When Van Horssen, a pilot himself, hiked to the crash site, he could tell the plane was upside down when it crashed into some large pine trees about 50 feet from the top of the mountain. However, other than the tips of the propeller being bent, the plane was almost unscathed.

“There was no real big damage to anything,” he said. “That plane landed beautifully upside down, almost like it was flown in there.”

And when he looked inside, the airplane appeared good as new.

“The cockpit, it wasn’t disturbed a bit,” Van Horssen said.

Nothing inside made it look like anyone had been injured. Even the upholstery remained untouched.

“I thought, by God, these people who were in there walked away,” he said.

But Van Horssen never did find out exactly what happened to the plane’s occupants, and he’s wondered about it ever since.

“My thought has been they could have walked away from that without any trouble,” he said. “My instinct tells me they did.”

Van Horssen remembers a pile of bones, near the plane, but whether they were human bones he has no way of knowing.

Even though its likely the plane’s occupants survived the crash, they still would have faced challenges to get back to civilization. The plane crashed in grizzly bear country and if the passengers did hike out, they had a high-flowing river to cross.
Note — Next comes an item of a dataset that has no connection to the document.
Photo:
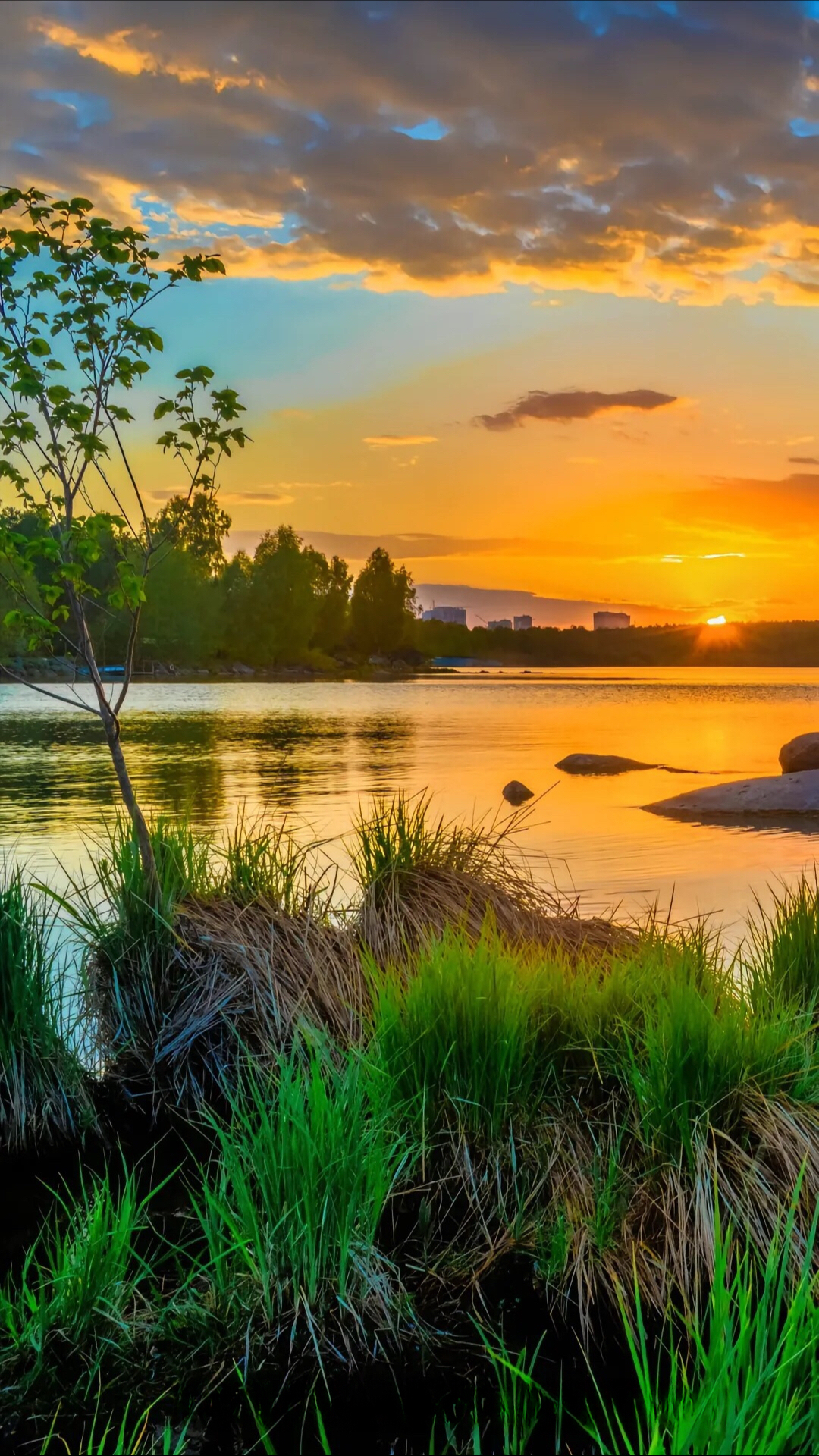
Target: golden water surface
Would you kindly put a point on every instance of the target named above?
(314, 750)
Before finding the wreckage, Van Horssen heard about a plane crash in the area. It was a family — two parents and two kids — flying from Great Falls to the west coast for Christmas. He thinks the plane crashed a year or two before he found it, likely the Christmas season of 1977 or ’78.

“We hadn’t been looking for it,” Van Horssen said of the wreckage. “When I found the plane it was completely by serendipity.”

Van Horssen, who was visiting Montana from his home in Minnesota, told the landowner whose property he was hunting on about the wreckage, but never heard any more about it.

The land, known as the Hidden Valley Ranch, was owned by Art Weikum. LeRoy Weikum, Art’s son, remembers hearing something about a plane crash on the property, but wasn’t living in Montana at the time.

“I remember there was a plane crash right behind the ranch,” said Weikum, of Great Falls. “I don’t know how many people were in it or even when it happened.”

He also doesn’t remember the fate of the passengers and pilot.

“I couldn’t tell you if they did or didn’t (survive),” he said.

He does remember his father saying that after the wreckage was found and reported to authorities, it was hauled away.

The National Transportation Safety Board, which investigates every civil aviation accident in the United States, keeps an online database of plane crashes going back to 1963. None of the crashes in that database matches Van Horssen’s memory of the time frame, location and aircraft.

Van Horssen, now 95, has thought a lot about that plane crash since he found it probably in 1979, and has spent a lot of time wondering what happened to the family on board. He’d like to hike back to the crash site and take another look at whatever is left.

“I was really considering going back out there this year,” he said.

But at 95, he’s not sure he’d be able to make the trip.

“I was a lot younger when I was doing that,” said Van Horssen, who now lives in Arizona. “I’m still up and running around, but not very fast, I might add.”